In contrast with what other studies have reported, the team discovered that the loss of synaptic biomarkers in Alzheimer’s is relatively minor, ranging from 12 to 42 percent.
“Much to our surprise, in studying the fate of eight neuronal [nerve cell] and synaptic markers in our subjects’ prefrontal cortices, we only observed very minor neuronal and synaptic losses,” Salah El Mestikawy, a McGill University professor who was one of the study’s senior authors, said in a press release. “Our study therefore suggests that, contrary to what was believed, neuronal and synaptic loss is relatively limited in Alzheimer’s.”
The team also looked for a correction between patients’ synaptic loss and their levels of dementia. They found none.

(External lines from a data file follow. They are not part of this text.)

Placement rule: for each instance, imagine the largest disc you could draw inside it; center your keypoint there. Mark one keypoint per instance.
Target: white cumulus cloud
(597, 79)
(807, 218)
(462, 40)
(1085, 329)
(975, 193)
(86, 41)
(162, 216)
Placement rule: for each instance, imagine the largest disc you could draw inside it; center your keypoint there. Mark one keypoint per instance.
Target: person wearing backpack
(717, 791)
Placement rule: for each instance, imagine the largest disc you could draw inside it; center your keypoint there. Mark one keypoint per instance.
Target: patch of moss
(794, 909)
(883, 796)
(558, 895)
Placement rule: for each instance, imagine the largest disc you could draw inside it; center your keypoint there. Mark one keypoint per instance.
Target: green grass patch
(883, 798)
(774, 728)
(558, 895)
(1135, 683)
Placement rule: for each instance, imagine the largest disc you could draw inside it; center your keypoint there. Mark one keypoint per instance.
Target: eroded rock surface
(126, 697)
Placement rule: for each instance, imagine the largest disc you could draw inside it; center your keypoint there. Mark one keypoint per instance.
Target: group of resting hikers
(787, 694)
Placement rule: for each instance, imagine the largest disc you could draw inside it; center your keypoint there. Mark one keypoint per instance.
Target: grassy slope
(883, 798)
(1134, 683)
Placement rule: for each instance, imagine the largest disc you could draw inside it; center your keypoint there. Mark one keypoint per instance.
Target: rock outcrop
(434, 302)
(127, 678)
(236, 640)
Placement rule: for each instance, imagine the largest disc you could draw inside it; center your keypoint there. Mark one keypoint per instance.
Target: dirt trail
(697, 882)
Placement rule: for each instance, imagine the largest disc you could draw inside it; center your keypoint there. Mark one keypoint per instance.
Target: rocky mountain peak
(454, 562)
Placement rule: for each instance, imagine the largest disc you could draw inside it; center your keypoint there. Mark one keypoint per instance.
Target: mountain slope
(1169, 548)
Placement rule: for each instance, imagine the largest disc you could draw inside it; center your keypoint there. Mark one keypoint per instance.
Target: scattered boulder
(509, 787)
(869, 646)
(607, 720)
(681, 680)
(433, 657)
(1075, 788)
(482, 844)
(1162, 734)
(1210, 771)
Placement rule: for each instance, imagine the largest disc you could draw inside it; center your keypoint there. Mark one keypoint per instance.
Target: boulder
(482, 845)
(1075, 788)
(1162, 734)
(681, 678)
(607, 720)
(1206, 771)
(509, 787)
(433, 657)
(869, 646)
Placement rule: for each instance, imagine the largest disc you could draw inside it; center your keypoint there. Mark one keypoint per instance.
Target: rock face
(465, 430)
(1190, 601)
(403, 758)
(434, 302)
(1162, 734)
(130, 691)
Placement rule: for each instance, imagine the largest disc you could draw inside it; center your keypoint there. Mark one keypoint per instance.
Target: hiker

Overall, “the findings of this study suggest that the loss of synaptic markers in BA9 is a late event that is only weakly related to AD dementia,” the researchers wrote. “The present investigation only weakly supported the notion that dementia is associated with a sustained age-dependent loss of synaptic markers in BA9.”
The results suggested that synaptic dysfunction, not synaptic loss, may be associated with dementia. Understanding the dysfunction could pave the way for effective treatments for Alzheimer’s, the team said.
“Until now, therapeutic interventions have been aimed at slowing synaptic destruction. Based on our study, we are going to have to change our therapeutic approach,” El Mestikawy said.